Locatie Lankerenseweg 2
Voor onderhavig plan zullen op de locatie aan de Lankerenseweg 2 enige bedrijfs- en bijgebouwen nog worden gesloopt. Daarvoor in de plaats komt een groter bedrijfsgebouw op hetzelfde perceel. Alle te slopen bebouwing is van dien aard dat fauna dit eenvoudig zou kunnen betrekken. Echter, met name vleermuizen, zullen hier geen vocht- en temperatuurgebufferde ruimtes vinden; dit vanwege het ontbreken van spouwmuren en de slechte overige isolatie. De verwachting is dat deze hier dan ook niet verblijven. Ook ontbreken er rustige zolderruimtes, zodat uilen of marters ook niet zijn te verwachten. Ook is tijdens het locatiebezoek de aanwezigheid van mussen niet geconstateerd. In een van de te slopen gebouwtjes (voormalig schapenstalletje) is één oud boerenzwaluwnest waargenomen. Er blijft echter in de omgeving genoeg ruimte over om zo nodig weer te nestelen, maar het is de vraag of de zwaluwen hier bij het ontbreken van schapen en stal weer hun zomerverblijf zullen zoeken. Door de beoogde landschappelijke inpassing zal het perceel een “natuurlijker uitstraling” krijgen. Kleine (avi)fauna zal hier wel bij varen, waarbij te denken valt aan nestel- en schuilmogelijkheden voor vogels en jachtgebied voor vleermuizen.
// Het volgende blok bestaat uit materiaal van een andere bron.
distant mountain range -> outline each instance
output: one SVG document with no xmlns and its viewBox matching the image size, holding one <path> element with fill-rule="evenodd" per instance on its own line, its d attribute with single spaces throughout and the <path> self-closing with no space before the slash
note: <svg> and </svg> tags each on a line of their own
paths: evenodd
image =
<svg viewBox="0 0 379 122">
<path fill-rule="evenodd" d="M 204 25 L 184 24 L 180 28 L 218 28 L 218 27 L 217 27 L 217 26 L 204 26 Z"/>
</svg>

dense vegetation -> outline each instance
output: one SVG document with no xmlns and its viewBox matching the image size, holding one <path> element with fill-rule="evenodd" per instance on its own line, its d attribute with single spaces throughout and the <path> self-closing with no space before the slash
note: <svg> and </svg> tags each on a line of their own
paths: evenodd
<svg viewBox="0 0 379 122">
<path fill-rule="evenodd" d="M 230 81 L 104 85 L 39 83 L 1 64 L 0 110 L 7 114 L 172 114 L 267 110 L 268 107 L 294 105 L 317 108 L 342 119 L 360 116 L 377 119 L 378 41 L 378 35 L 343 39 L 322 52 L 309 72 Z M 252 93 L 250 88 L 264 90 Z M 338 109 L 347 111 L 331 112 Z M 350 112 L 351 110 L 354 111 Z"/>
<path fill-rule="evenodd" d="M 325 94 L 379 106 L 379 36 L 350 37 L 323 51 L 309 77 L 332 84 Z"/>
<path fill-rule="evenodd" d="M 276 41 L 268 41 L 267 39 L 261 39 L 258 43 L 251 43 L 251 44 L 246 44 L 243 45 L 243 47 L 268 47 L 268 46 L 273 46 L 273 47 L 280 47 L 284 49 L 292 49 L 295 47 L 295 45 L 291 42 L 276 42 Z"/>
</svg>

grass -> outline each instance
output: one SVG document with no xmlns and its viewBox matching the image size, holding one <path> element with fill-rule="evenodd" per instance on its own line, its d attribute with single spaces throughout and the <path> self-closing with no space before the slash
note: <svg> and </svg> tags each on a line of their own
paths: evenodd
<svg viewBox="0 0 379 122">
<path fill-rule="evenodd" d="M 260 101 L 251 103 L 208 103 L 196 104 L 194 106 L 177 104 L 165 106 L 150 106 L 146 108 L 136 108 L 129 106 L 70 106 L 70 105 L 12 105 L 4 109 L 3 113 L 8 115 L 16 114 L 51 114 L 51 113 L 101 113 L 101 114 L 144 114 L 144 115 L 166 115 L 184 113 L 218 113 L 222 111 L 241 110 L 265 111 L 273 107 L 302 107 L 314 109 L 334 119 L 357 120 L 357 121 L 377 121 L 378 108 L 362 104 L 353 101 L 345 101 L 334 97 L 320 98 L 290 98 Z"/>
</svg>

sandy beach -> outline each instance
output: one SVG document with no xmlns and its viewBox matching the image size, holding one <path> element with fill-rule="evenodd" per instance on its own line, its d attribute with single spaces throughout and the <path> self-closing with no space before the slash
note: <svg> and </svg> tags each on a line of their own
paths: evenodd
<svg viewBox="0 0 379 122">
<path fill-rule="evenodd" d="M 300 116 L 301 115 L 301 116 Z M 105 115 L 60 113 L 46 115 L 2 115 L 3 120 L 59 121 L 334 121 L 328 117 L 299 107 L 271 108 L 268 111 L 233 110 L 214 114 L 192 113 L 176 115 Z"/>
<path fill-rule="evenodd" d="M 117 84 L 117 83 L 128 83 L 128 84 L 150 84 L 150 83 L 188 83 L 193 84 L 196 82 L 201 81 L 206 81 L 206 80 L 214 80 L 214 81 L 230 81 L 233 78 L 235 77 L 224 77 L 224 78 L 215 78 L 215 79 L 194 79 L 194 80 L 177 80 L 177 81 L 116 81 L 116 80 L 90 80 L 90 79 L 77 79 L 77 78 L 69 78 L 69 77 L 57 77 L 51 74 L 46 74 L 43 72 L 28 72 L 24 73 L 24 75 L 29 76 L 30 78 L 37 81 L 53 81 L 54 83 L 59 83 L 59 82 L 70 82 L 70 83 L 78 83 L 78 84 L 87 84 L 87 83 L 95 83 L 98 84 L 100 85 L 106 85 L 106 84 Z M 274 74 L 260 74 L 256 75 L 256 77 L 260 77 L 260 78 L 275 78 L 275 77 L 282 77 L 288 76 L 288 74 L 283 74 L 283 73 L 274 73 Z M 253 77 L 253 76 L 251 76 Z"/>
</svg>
Naar verwachting zal op de betreffende locatie als gevolg van onderhavig bestemmingsplan en uitwerking daarvan geen negatieve effecten of overtredingen te verwachten zijn met betrekking tot de voorschriften uit de Flora- en faunawet.
Te allen tijde geldt de zorgplicht voor vogels. In de Flora en faunawet staat dat het verboden is om dieren te storen tijdens het broeden. Het slopen van de bebouwing mag slechts dan doorgang vinden als onderzocht en geconstateerd is dat er geen vogelbroedgeval aanwezig is. Anders dient gewacht te worden tot de broed- en verzorgingstijd van de jongen is verstreken. Het broedseizoen loopt grofweg vanaf medio maart tot medio juli.